Doing the Math
Mon, November 17, 2008 at 02:08PM I was pretty angry after reading the article about the rise in threats against Obama. School kids chanting "assassinate" should be suspended. Towns and schools employing biased administrators who subsequently infringe on First Amendment rights should be sued. Backwoods hicktown general stores in Maine hosting assassination pools should be stomped into the ground by a herd of flatulating moose. I was flabbergasted by how little our nation has evolved since 1992...since 1968...since 1861. But then I started thinking, have I just fallen victim to another media hype story? Are the 15 or so examples listed in the article really that indicative of the pulse of white America? And since when are schoolchildren's chants or cowardly notes left on windshields worthy of national news?

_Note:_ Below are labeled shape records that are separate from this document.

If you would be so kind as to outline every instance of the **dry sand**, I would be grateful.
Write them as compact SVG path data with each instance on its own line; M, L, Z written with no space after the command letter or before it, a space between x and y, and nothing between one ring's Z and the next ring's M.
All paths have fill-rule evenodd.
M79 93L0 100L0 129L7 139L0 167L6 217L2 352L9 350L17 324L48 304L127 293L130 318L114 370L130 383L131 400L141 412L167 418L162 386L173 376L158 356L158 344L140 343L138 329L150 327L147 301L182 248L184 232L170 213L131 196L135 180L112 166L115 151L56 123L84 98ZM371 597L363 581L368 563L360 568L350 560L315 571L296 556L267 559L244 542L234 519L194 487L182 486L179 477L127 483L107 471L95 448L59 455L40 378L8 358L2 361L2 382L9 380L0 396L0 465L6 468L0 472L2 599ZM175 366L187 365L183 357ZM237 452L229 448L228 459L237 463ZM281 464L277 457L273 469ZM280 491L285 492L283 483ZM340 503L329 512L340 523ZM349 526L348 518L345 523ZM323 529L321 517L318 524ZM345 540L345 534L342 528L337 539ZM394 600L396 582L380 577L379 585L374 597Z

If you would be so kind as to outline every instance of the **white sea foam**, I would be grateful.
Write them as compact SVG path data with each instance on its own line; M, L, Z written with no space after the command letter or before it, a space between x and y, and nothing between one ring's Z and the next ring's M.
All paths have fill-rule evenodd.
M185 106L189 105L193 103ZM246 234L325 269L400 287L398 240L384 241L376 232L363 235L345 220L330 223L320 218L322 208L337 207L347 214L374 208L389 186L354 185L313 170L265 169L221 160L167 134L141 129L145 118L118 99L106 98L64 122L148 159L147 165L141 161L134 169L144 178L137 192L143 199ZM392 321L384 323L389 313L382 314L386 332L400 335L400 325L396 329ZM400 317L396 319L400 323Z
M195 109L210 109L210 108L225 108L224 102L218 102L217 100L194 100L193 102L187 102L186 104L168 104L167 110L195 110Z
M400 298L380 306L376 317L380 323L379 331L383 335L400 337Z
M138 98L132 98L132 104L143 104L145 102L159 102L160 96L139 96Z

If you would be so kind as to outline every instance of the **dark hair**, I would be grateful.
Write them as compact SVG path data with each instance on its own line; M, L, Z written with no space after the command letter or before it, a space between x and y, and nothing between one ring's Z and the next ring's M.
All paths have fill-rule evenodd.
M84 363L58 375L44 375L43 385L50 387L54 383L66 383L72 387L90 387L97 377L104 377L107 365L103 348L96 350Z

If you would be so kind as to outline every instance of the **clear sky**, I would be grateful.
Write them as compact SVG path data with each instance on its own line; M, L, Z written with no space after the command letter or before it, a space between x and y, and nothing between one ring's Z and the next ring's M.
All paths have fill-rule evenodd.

I thought Karen Sternheimer summed up the race issue fairly well in this article. Especially when she writes, "...we shouldn't take this milestone [Obama's election] to mean that racism is no longer an issue in the United States. In fact, this election brought racism out of its usual hiding places." Those hiding places are all over America, in Pittsburgh, in Alabama, in Idaho, in Maine. But according to CNN's Election Center, over 66.7 million voters chose Obama compared to McCain's 58.3 million, for a total of 125 million votes cast. I don't have the actual demographic of that vote at my fingertips, but if it's anything like 2006, when blacks made up 41% of registered voters who turned out, (as reported by the U.S. Census Bureau) that would be the equivalent of 51.3 million voters, of which 95% voted for Obama, according to a USA Today exit poll. That equates roughly to 48.3 million black voters who voted for Obama (by 2006 standards), which means the other 18.4 million voters would have had to come from non-black sources, of which whites make up the vast majority (52% of the remaining 59%) Averaging out the 7% of Hispanic and Asian voters to 64% for Obama (66% Hispanic to 62% Asian), it means about 5.6 million voted democratic, leaving roughly 12.8 million white voters who voted for Obama. By 2006 standards that would have only equated to 20% of the white vote, but we know that the actual numbers among white voters were 55% for McCain and 43% for Obama. So what that tells me is either the black vote surged this year in support of Obama or the white vote declined out of apathy for McCain. In truth it's probably a combination of both factors, which means this election was based more on race than the media ever led us to believe. Certainly straight politics were a factor too, but it's certainly alarming to see the vote split
along such clear racial divides. I know my numbers here are flawed but I think they're close enough to draw some general conclusions, and they suggest we may be in for more aberrant behavior from disgruntled whites in the future.